Ey mavi göklerin beyaz ve kızıl süsü,
Kız kardeşimin gelinliği, şehidimin son örtüsü,
Işık ışık, dalga dalga bayrağım!
Senin destanını okudum, senin destanını yazacağım.
Sana benim gözümle bakmayanın
Mezarını kazacağım.
Seni selâmlamadan uçan kuşun
Yuvasını bozacağım.
Dalgalandığın yerde ne korku, ne keder...
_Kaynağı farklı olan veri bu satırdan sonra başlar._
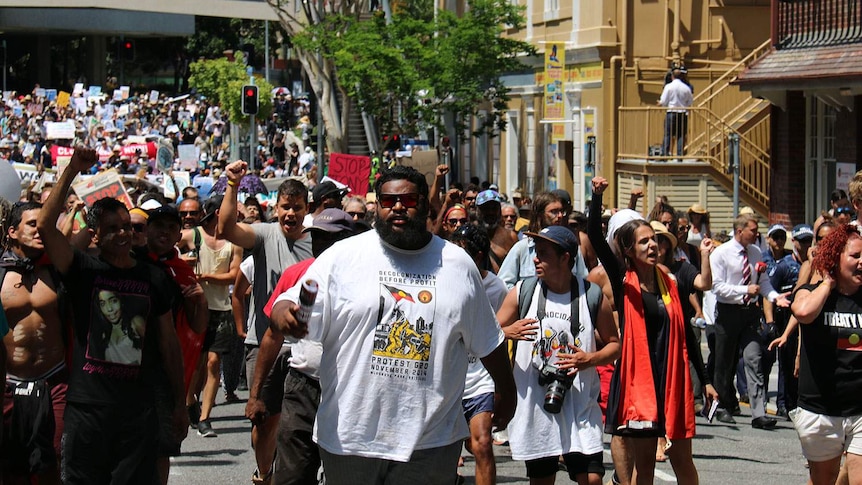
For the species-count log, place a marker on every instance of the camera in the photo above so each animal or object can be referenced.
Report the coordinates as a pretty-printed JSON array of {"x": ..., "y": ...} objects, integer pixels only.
[{"x": 557, "y": 383}]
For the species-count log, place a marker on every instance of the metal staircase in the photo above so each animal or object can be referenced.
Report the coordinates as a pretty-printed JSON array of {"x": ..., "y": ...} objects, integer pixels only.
[{"x": 718, "y": 110}]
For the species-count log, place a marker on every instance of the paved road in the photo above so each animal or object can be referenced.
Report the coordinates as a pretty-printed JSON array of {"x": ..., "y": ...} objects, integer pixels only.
[{"x": 723, "y": 454}]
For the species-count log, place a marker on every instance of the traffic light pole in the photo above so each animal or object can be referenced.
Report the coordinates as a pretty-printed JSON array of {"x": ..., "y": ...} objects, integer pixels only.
[{"x": 253, "y": 134}]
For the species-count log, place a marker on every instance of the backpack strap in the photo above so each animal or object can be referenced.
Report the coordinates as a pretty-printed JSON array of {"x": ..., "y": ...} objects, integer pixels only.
[{"x": 525, "y": 295}]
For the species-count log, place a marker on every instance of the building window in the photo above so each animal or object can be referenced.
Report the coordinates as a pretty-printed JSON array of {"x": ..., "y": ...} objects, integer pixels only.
[
  {"x": 552, "y": 10},
  {"x": 821, "y": 166}
]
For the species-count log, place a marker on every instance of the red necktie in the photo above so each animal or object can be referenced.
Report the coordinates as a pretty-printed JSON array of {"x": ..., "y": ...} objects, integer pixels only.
[{"x": 746, "y": 276}]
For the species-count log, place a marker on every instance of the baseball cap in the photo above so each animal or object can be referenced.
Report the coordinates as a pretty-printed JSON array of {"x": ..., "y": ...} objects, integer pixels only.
[
  {"x": 802, "y": 231},
  {"x": 561, "y": 236},
  {"x": 325, "y": 189},
  {"x": 488, "y": 196},
  {"x": 775, "y": 228},
  {"x": 332, "y": 220},
  {"x": 661, "y": 230},
  {"x": 211, "y": 206},
  {"x": 697, "y": 209},
  {"x": 165, "y": 212}
]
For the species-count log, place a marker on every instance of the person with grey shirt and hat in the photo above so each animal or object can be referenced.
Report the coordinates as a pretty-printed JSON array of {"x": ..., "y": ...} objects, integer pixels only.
[{"x": 216, "y": 267}]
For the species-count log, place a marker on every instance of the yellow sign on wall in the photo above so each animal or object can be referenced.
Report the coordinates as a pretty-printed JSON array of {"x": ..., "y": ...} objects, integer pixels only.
[
  {"x": 581, "y": 73},
  {"x": 555, "y": 63}
]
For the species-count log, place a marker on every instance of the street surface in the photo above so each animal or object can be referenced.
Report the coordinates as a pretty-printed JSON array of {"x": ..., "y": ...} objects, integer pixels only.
[{"x": 724, "y": 454}]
Gölgende bana da, bana da yer ver.
Sabah olmasın, günler doğmasın ne çıkar:
Yurda ay yıldızının ışığı yeter.
Savaş bizi karlı dağlara götürdüğü gün
Kızıllığında ısındık;
Dağlardan çöllere düştüğümüz gün
Gölgene sığındık.
Ey şimdi süzgün, rüzgârlarda dalgalı;
Barışın güvercini, savaşın kartalı
Yüksek yerlerde açan çiçeğim.
Senin altında doğdum.
Senin dibinde öleceğim.
Tarihim, şerefim, şiirim, her şeyim:
Yer yüzünde yer beğen!
Nereye dikilmek istersen,
Söyle, seni oraya dikeyim!
Biz, kısık sesleriz... minareleri,
Sen, ezansız bırakma Allah'ım!
Ya çağır şurda bal yapanlarını,
Ya kovansız bırakma Allah'ım!
Mahyasızdır minareler... göğü de,
Kehkeşansız bırakma Allah'ım!
Müslümanlıkla yoğrulan yurdu,
Müslümansız bırakma Allah'ım!
Bize güç ver... cihad meydanını,
Pehlivansız bırakma Allah'ım!
Kahraman bekleyen yığınlarını,
Kahramansız bırakma Allah'ım!
Bilelim hasma karşı koymasını,
Bizi cansız bırakma Allah'ım!
Yarının yollarında yılları da,
Ramazansız bırakma Allah'ım!
Ya dağıt kimsesiz kalan sürünü,
Ya çobansız bırakma Allah'ım!
Bizi sen sevgisiz, susuz, havasız;
Ve vatansız bırakma Allah'ım!
Müslümanlıkla yoğrulan yurdu,
Müslümansız bırakma Allah'ım!
yanlış hatırlamıyorsam hoşlandığı kadınlara defalarca 2 dizelik rubailer yazardı. hatta elimde onun hayatını anlatan yavuz bülent bakiler'in yazdığı arfi nihat asya ihtişamı isimli bir kitabıda mevcuttur.
Milliyetçi muhafazakar, milliyetçi şiirleriyle öne çıkan türk şair. Adana'nın kurtuluş günü olan 5 ocak gününde yazdığı "bayrak" şiiri ve "dua" şiiri gibi şiirleri öne çıkmıştır. Fetih Marşı da çok iyidir.